Need a nightly incremental export instead of a continuous stream? Use _since. Aidbox filters rows by the ViewDefinition timestamp column generated from getAidboxTs(), so the export only contains rows changed after the watermark you pass in. Reuse the same $viewdefinition-export request shown above and add one more parameter:

{
  "name": "_since",
  "valueInstant": "2026-01-01T00:00:00Z"
}

To run incremental exports on a schedule, advance _since after each run:

Run $viewdefinition-export with _since.
Wait until the export status becomes completed.
Read exportEndTime from the completed response and store it.
Use that value as _since in the next run.

This gives you scheduled incremental exports without building a separate change-tracking pipeline.

AidboxTopicDestination vs $viewdefinition-export

	`AidboxTopicDestination`	`$viewdefinition-export`
Delivery	Continuous, event-driven	One-shot, run on demand
Initial export	Automatic	Manual
Updates	Near real-time, per resource change	Batch, per request
Incremental	Built-in via subscription topics	Manual via `_since`
Best fit	Production pipelines keeping Databricks tables continuously updated	Snapshots, historical backfills, scheduled jobs, recovery and replay

How FHIR to Delta Lake Export Works

FHIR to Databricks Delta Lake export architecture using SQL-on-FHIR ViewDefinitions

Both the AidboxTopicDestination initial export and $viewdefinition-export use the same export engine, which:

Reads rows from the materialized sof.<view> PostgreSQL view.
Splits the export into multiple chunks.
Writes Delta staging tables to S3.
Runs a final MERGE INTO operation against the Unity Catalog managed table.

The result is a Databricks Delta Lake table you can query from Databricks SQL, notebooks, dashboards, or downstream analytics tools.

For large exports, chunks can be processed in parallel across multiple Aidbox pods.

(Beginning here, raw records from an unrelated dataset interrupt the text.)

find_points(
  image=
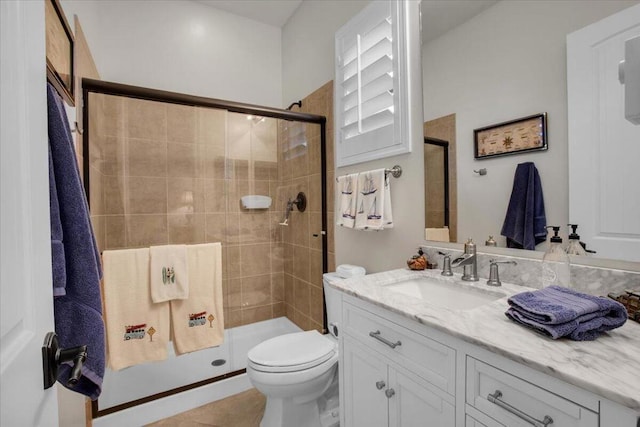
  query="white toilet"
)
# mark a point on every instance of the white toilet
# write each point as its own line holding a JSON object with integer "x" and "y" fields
{"x": 298, "y": 373}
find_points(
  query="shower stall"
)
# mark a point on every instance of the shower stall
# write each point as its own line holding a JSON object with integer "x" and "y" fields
{"x": 165, "y": 168}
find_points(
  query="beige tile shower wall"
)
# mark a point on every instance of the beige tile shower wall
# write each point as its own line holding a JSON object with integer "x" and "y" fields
{"x": 445, "y": 128}
{"x": 300, "y": 170}
{"x": 171, "y": 174}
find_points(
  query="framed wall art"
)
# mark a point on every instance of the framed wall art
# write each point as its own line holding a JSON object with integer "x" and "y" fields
{"x": 515, "y": 136}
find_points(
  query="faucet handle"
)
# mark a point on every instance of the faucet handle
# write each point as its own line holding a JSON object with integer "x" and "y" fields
{"x": 494, "y": 275}
{"x": 446, "y": 264}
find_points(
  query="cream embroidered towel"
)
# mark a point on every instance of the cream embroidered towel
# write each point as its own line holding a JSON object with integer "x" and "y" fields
{"x": 169, "y": 273}
{"x": 374, "y": 201}
{"x": 137, "y": 329}
{"x": 198, "y": 322}
{"x": 437, "y": 234}
{"x": 347, "y": 195}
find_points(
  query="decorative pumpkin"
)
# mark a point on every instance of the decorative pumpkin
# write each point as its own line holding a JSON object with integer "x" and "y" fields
{"x": 417, "y": 262}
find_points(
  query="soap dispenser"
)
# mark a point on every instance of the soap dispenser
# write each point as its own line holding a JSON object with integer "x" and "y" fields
{"x": 555, "y": 262}
{"x": 575, "y": 248}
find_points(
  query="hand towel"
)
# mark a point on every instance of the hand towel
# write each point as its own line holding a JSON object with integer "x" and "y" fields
{"x": 198, "y": 322}
{"x": 137, "y": 329}
{"x": 525, "y": 222}
{"x": 58, "y": 259}
{"x": 75, "y": 259}
{"x": 556, "y": 311}
{"x": 169, "y": 274}
{"x": 374, "y": 201}
{"x": 346, "y": 214}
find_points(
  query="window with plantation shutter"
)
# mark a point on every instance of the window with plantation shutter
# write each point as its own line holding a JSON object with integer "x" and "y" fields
{"x": 369, "y": 100}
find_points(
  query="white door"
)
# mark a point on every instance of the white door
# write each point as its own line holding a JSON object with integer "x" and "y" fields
{"x": 604, "y": 148}
{"x": 26, "y": 295}
{"x": 415, "y": 404}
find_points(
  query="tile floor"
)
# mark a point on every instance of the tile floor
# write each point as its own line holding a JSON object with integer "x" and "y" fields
{"x": 240, "y": 410}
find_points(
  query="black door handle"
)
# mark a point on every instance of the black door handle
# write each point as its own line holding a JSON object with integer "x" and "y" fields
{"x": 53, "y": 356}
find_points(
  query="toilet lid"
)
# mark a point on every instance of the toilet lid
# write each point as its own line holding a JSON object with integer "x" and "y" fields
{"x": 292, "y": 352}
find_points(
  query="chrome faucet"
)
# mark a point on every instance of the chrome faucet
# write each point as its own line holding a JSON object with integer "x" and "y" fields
{"x": 469, "y": 262}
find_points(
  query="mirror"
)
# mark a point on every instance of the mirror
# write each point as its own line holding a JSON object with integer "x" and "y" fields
{"x": 507, "y": 62}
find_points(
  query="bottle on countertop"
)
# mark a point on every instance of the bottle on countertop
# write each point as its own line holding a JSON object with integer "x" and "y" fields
{"x": 556, "y": 269}
{"x": 575, "y": 247}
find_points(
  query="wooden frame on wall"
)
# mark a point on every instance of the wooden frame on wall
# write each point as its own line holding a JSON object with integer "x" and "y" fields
{"x": 515, "y": 136}
{"x": 60, "y": 44}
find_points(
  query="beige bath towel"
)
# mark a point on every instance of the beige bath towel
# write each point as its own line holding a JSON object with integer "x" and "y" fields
{"x": 137, "y": 329}
{"x": 169, "y": 274}
{"x": 198, "y": 322}
{"x": 374, "y": 201}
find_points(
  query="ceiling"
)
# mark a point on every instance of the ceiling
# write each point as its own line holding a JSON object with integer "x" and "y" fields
{"x": 438, "y": 16}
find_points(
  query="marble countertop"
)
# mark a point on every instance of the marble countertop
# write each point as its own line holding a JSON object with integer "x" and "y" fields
{"x": 608, "y": 366}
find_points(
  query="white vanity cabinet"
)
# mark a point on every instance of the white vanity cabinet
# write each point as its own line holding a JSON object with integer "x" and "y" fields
{"x": 393, "y": 376}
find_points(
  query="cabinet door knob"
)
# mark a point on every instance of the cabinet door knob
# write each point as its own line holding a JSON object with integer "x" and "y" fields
{"x": 496, "y": 399}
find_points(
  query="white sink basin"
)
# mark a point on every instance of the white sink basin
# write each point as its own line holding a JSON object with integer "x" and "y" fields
{"x": 450, "y": 295}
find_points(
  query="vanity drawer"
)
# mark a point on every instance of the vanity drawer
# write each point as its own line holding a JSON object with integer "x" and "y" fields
{"x": 431, "y": 360}
{"x": 510, "y": 400}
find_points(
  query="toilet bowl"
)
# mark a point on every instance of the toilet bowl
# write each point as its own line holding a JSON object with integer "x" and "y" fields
{"x": 298, "y": 373}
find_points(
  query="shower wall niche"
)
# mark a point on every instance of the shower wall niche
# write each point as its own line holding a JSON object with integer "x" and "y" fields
{"x": 163, "y": 168}
{"x": 163, "y": 173}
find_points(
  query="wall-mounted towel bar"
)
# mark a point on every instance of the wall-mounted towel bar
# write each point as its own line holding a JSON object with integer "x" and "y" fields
{"x": 395, "y": 171}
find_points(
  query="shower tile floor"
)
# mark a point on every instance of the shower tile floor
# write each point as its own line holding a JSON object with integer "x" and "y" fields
{"x": 240, "y": 410}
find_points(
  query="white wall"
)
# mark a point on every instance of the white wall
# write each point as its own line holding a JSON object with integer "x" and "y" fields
{"x": 507, "y": 62}
{"x": 308, "y": 62}
{"x": 183, "y": 46}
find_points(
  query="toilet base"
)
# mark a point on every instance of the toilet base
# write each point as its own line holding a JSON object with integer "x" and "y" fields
{"x": 285, "y": 413}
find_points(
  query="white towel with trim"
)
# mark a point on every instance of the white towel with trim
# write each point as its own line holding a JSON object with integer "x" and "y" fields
{"x": 374, "y": 201}
{"x": 137, "y": 329}
{"x": 198, "y": 322}
{"x": 346, "y": 214}
{"x": 169, "y": 273}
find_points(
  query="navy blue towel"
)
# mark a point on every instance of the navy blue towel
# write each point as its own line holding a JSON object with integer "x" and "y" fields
{"x": 558, "y": 312}
{"x": 525, "y": 223}
{"x": 75, "y": 257}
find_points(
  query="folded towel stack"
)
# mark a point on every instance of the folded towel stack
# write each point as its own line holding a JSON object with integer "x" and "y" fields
{"x": 373, "y": 201}
{"x": 558, "y": 312}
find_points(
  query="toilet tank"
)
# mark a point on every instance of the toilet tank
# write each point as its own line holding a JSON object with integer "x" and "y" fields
{"x": 333, "y": 300}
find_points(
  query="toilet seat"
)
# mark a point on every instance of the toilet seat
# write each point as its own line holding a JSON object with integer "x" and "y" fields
{"x": 292, "y": 352}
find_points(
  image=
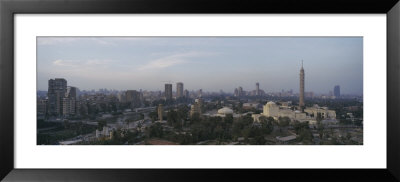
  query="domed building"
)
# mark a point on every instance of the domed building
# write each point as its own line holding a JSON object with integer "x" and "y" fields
{"x": 225, "y": 111}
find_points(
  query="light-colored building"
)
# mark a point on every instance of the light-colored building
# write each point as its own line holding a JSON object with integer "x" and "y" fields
{"x": 179, "y": 89}
{"x": 324, "y": 112}
{"x": 160, "y": 112}
{"x": 56, "y": 92}
{"x": 225, "y": 111}
{"x": 168, "y": 91}
{"x": 68, "y": 106}
{"x": 301, "y": 97}
{"x": 310, "y": 114}
{"x": 271, "y": 109}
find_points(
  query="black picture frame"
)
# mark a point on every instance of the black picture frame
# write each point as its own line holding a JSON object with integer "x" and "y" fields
{"x": 8, "y": 8}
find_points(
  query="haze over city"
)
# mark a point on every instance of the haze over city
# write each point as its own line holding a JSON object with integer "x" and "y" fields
{"x": 208, "y": 63}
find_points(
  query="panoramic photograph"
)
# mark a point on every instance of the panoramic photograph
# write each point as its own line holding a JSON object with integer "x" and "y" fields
{"x": 199, "y": 90}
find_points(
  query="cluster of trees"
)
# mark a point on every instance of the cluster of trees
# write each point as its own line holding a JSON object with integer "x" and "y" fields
{"x": 61, "y": 131}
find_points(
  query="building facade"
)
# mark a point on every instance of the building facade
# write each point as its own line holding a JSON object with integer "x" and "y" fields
{"x": 301, "y": 96}
{"x": 168, "y": 91}
{"x": 56, "y": 91}
{"x": 336, "y": 91}
{"x": 179, "y": 89}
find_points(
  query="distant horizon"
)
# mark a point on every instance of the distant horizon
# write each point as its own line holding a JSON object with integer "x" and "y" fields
{"x": 208, "y": 63}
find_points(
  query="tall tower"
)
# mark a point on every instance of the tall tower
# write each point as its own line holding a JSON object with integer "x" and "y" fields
{"x": 336, "y": 91}
{"x": 168, "y": 91}
{"x": 160, "y": 111}
{"x": 301, "y": 101}
{"x": 257, "y": 89}
{"x": 56, "y": 93}
{"x": 179, "y": 89}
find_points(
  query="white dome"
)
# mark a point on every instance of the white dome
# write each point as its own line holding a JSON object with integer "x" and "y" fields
{"x": 225, "y": 110}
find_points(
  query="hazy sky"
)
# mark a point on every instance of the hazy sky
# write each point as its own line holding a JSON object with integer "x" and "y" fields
{"x": 210, "y": 63}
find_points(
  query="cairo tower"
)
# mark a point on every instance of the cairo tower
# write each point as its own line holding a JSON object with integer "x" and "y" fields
{"x": 301, "y": 101}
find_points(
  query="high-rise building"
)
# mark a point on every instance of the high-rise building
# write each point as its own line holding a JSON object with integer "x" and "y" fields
{"x": 72, "y": 92}
{"x": 186, "y": 93}
{"x": 68, "y": 106}
{"x": 196, "y": 107}
{"x": 133, "y": 97}
{"x": 56, "y": 92}
{"x": 179, "y": 89}
{"x": 168, "y": 91}
{"x": 240, "y": 92}
{"x": 160, "y": 112}
{"x": 257, "y": 89}
{"x": 336, "y": 91}
{"x": 301, "y": 100}
{"x": 69, "y": 101}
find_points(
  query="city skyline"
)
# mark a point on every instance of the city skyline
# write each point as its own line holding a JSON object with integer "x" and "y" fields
{"x": 207, "y": 63}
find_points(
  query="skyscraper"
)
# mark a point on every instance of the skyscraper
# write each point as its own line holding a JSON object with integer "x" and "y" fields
{"x": 70, "y": 101}
{"x": 240, "y": 92}
{"x": 186, "y": 93}
{"x": 336, "y": 91}
{"x": 168, "y": 91}
{"x": 257, "y": 89}
{"x": 133, "y": 97}
{"x": 56, "y": 92}
{"x": 301, "y": 100}
{"x": 160, "y": 111}
{"x": 179, "y": 89}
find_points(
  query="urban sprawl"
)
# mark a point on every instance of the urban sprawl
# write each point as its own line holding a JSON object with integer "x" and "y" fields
{"x": 67, "y": 116}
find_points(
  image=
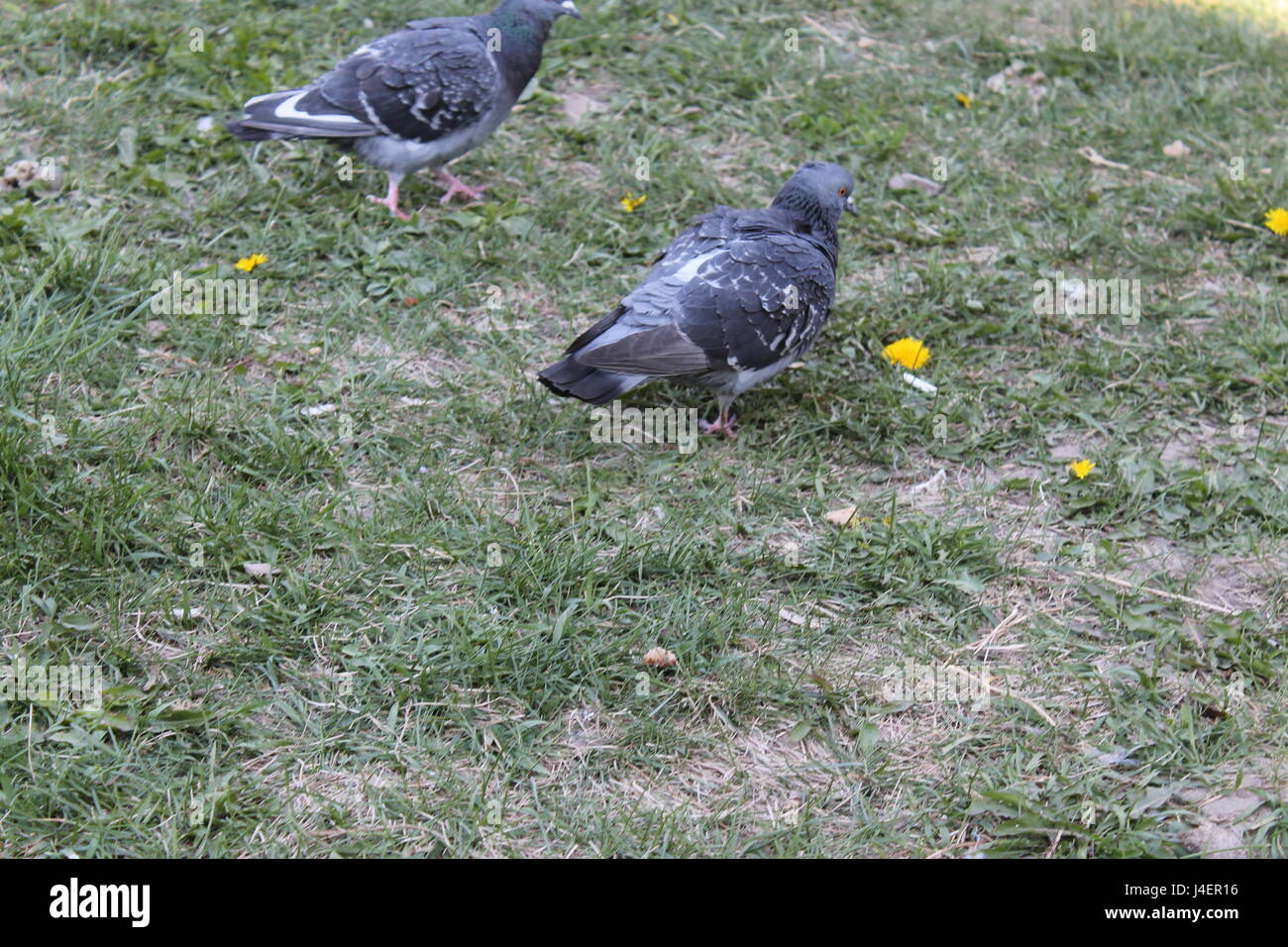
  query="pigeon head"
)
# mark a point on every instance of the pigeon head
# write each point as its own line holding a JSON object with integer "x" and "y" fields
{"x": 544, "y": 11}
{"x": 816, "y": 195}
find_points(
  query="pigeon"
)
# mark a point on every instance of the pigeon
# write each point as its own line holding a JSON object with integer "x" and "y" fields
{"x": 416, "y": 98}
{"x": 732, "y": 302}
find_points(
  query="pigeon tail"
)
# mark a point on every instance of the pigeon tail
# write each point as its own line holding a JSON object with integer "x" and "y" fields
{"x": 571, "y": 379}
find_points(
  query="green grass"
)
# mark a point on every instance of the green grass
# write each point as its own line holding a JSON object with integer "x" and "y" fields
{"x": 389, "y": 692}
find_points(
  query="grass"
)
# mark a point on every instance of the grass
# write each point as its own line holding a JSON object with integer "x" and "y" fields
{"x": 447, "y": 655}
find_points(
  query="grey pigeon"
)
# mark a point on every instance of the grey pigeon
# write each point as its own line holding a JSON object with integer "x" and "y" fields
{"x": 420, "y": 97}
{"x": 730, "y": 303}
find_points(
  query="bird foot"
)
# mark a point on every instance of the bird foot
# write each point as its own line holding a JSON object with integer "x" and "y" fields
{"x": 455, "y": 185}
{"x": 722, "y": 427}
{"x": 391, "y": 202}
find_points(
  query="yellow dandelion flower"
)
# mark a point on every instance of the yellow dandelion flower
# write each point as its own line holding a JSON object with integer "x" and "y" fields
{"x": 911, "y": 354}
{"x": 1276, "y": 221}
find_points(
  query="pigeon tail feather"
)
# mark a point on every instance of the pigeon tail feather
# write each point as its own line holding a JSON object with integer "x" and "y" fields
{"x": 571, "y": 379}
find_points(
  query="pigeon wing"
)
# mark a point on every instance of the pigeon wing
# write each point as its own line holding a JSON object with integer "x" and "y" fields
{"x": 761, "y": 300}
{"x": 416, "y": 84}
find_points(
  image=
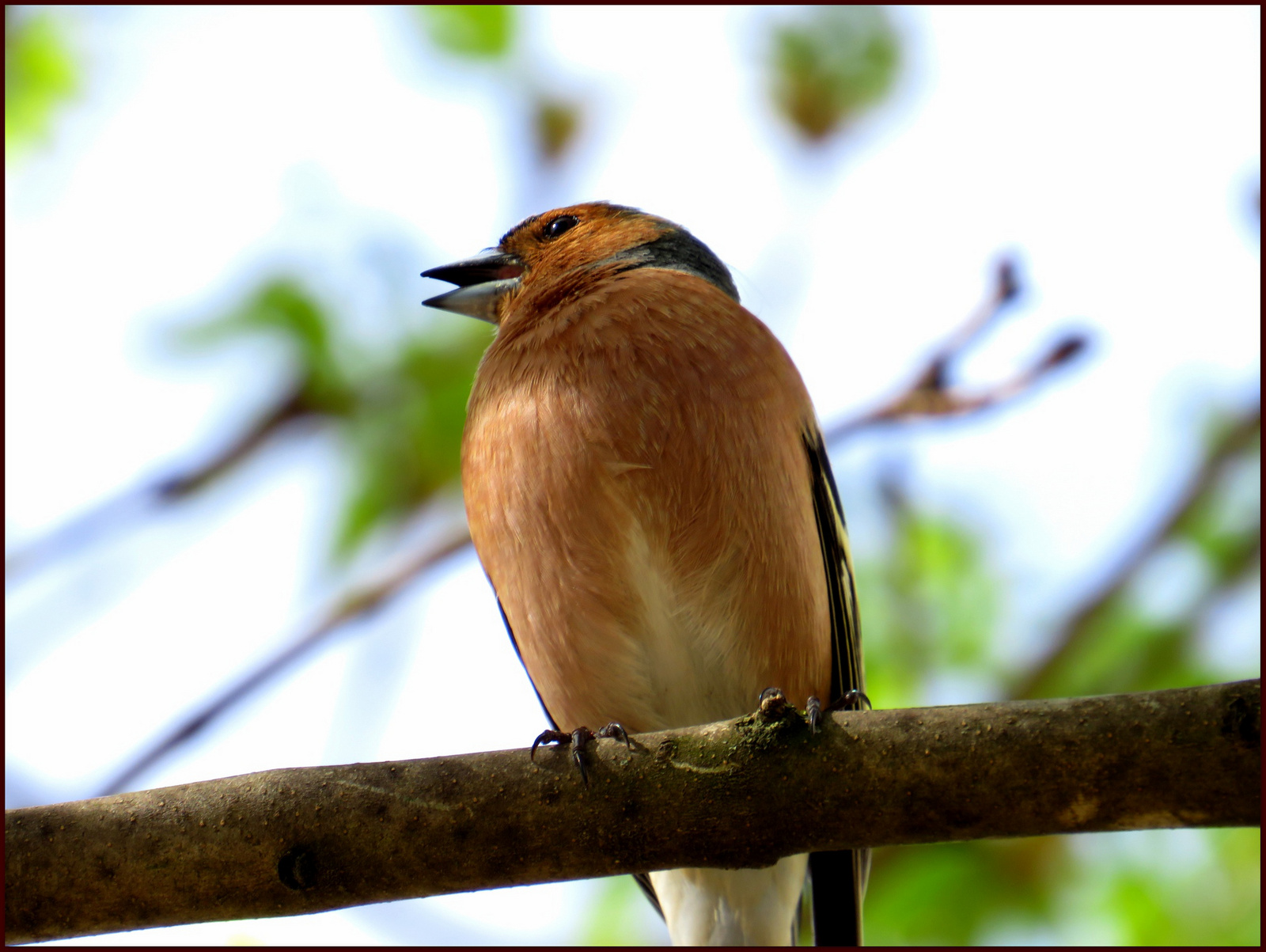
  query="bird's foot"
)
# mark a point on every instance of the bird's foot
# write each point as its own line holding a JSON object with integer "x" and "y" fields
{"x": 579, "y": 741}
{"x": 851, "y": 700}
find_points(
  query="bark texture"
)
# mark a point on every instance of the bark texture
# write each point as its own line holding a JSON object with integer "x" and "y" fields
{"x": 741, "y": 793}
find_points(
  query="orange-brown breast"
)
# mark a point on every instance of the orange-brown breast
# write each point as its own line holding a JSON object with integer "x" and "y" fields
{"x": 639, "y": 496}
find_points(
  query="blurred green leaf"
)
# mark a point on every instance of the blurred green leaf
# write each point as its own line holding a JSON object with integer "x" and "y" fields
{"x": 617, "y": 916}
{"x": 407, "y": 432}
{"x": 950, "y": 894}
{"x": 40, "y": 75}
{"x": 285, "y": 310}
{"x": 474, "y": 32}
{"x": 832, "y": 65}
{"x": 930, "y": 605}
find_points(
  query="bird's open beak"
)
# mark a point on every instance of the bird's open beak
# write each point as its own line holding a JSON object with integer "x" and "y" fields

Other FHIR Analytics Destinations

Databricks is not the only supported analytics destination. If you're using ClickHouse, see ClickHouse AidboxTopicDestination; for BigQuery, see BigQuery AidboxTopicDestination. Both destinations use the same SQL-on-FHIR ViewDefinition approach and continuous delivery model.

Beyond Exports

For a tighter integration, Aidbox can run natively on Databricks Lakebase — see Building a FHIR-native health data platform on Databricks Lakebase for the architecture, or Health Samurai + Databricks for partnership details.

Conclusion

FHIR resources are optimized for interoperability and Databricks is optimized for analytics. SQL-on-FHIR ViewDefinitions bridge that gap by transforming FHIR resources into analytical tables. Use $viewdefinition-export when you need snapshots, backfills, or incremental exports, and AidboxTopicDestination when you need continuous delivery and an automatic initial load. Either way, Databricks Delta Lake receives flattened analytical rows instead of nested FHIR JSON.